Performing teacherhood

Julie Bishop was on the radio the other day talking about how awful it is that her idea of performance-based pay as a way of 'improving the performance of teachers' has been knocked back by all the state governments. 'Well, it was a good idea,' she said huffily, and then segued into "never miss a chance to bash the other side" auto-spin by remarking that the state [implication: Labor] governments probably didn't have any ideas of their own.

I don't know if 'idea' is really the word she wanted. Performance-based pay for teachers is wrong in so many ways that it would take more time than anyone has to unpack it all.

For a start, implementation of the idea that there's limitless potential for 'improvement' in human 'performance' is one that, as we now know, can end up driving people to suicide.
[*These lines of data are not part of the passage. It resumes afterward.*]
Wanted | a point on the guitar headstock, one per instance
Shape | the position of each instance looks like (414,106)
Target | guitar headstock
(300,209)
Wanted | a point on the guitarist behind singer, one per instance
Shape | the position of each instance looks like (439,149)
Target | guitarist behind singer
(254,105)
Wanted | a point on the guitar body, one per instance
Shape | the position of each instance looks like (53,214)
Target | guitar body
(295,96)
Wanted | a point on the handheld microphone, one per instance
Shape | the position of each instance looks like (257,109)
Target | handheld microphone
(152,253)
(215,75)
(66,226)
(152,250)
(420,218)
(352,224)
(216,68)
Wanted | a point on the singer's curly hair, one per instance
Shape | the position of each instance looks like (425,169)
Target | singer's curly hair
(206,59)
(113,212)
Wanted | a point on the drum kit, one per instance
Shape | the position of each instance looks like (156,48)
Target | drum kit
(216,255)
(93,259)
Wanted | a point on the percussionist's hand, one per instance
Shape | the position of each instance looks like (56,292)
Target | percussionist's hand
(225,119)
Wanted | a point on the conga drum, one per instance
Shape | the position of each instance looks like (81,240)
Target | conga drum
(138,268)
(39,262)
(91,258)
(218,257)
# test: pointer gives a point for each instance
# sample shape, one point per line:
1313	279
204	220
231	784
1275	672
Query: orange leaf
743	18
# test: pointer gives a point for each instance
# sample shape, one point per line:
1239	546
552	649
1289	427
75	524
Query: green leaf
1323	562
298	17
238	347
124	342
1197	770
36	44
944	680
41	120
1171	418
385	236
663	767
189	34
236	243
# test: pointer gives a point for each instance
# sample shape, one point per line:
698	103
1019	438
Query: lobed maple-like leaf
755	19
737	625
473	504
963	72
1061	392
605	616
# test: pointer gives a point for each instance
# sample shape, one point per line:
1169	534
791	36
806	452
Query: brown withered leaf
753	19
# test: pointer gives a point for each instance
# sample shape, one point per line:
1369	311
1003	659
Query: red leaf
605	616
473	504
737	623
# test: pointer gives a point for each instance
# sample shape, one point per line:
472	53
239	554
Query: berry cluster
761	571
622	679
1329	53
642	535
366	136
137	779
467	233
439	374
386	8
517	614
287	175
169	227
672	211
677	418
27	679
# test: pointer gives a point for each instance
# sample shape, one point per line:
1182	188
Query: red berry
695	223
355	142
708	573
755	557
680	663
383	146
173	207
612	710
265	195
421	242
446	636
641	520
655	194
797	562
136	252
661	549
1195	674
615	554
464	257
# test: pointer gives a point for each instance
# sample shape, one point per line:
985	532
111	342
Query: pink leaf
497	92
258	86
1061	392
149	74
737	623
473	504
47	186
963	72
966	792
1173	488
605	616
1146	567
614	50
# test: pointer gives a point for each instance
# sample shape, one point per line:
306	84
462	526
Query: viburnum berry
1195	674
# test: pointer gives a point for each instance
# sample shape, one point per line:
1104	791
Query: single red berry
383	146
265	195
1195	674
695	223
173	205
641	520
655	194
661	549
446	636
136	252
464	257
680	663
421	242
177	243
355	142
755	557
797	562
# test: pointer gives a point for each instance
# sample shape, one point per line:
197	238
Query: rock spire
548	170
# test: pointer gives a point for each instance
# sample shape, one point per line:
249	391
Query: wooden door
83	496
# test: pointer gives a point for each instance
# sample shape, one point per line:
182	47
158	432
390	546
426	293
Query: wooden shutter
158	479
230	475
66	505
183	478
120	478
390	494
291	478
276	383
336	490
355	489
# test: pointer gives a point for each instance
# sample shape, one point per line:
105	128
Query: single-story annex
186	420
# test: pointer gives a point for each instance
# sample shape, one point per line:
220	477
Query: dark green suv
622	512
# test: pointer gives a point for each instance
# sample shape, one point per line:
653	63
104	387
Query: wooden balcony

And the idea that such changes are needed begs the question of whether teachers are doing their job inadequately -- which, as is clear to anyone who has the foggiest notion of what is currently happening in schools, is manifestly not what the problem is. The only people who think schoolteachers are not grotesquely underpaid and overworked are those who have never taught in schools and don't know anyone who does. This group contains a large subset of parents who think teachers should be doing their parenting work for them.

But the main issue seems to me the total dehumanisation of both teachers and students that's written into this kind of thinking. The idea of performance-based pay rests on the belief that human effort can be satisfactorily quantified, which of course it can't. Further, it would set teachers against each other and create a climate of suspicion, envy and unrelenting hierarchy. It's the (incidentally union-busting) 'divide and conquer' method of classic wedge politics: undermine any form of collectivity by setting up a divisive infrastructure. I'd really love to know how much Bishop is aware of this herself and how much's she's simply saying what she's been told to say.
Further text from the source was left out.